The filed ethics complaint, in paragraphs 46 and 47, states that "on November 1, 2010, a cash deposit of $10,000.00 was made to the trust account. These funds replenished the trust account for the funds misappropriated from Royal Court tenants in October 2010. The cash deposit was a loan from Jeff Long," who is Don Long's brother. Long and Marmero, in their answer to the ethics charge, admitted that Long's brother deposited the $10,000 into their firm's trust account but claim that they "only learned in the course of this investigation that [bookkeeper Colleen] Redman routinely transferred funds among different firm accounts, including the trust account, and in this instance deposited a loan, to ensure that firm liabilities were covered and duly paid."

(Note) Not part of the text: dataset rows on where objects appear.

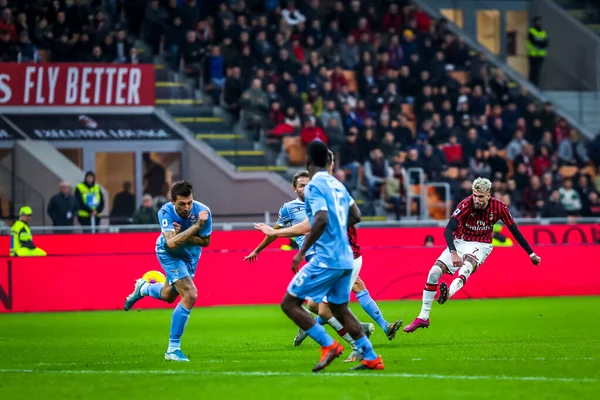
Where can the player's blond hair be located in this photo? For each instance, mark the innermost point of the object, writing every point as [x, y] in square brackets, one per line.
[482, 185]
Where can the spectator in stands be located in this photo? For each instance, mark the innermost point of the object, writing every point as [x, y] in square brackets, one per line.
[571, 150]
[312, 132]
[515, 147]
[193, 56]
[90, 200]
[349, 156]
[543, 162]
[335, 135]
[215, 73]
[479, 165]
[570, 198]
[7, 24]
[62, 207]
[174, 38]
[592, 207]
[154, 21]
[554, 208]
[255, 104]
[8, 51]
[234, 87]
[533, 197]
[146, 214]
[453, 151]
[394, 189]
[123, 205]
[376, 172]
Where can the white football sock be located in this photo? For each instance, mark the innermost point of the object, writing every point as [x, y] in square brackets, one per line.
[339, 328]
[429, 292]
[463, 274]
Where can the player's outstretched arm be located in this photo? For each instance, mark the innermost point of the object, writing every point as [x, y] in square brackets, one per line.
[514, 229]
[300, 229]
[175, 240]
[354, 215]
[265, 242]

So, Redman, on her own and without Long or Marmero knowing about it, reached out to Long's brother and arranged for him to make a $10,000 cash loan to the firm's trust account to keep the trust account from being overdrawn? Really?
Apparently, the Freeholder expects us to believe that he and his brother never discussed this loan and that the entire scheme was cooked up by the "negligently supervised" bookkeeper. For Long's sake, I hope the members of the State's Disciplinary Review Board are as gullible as he believes the public to be.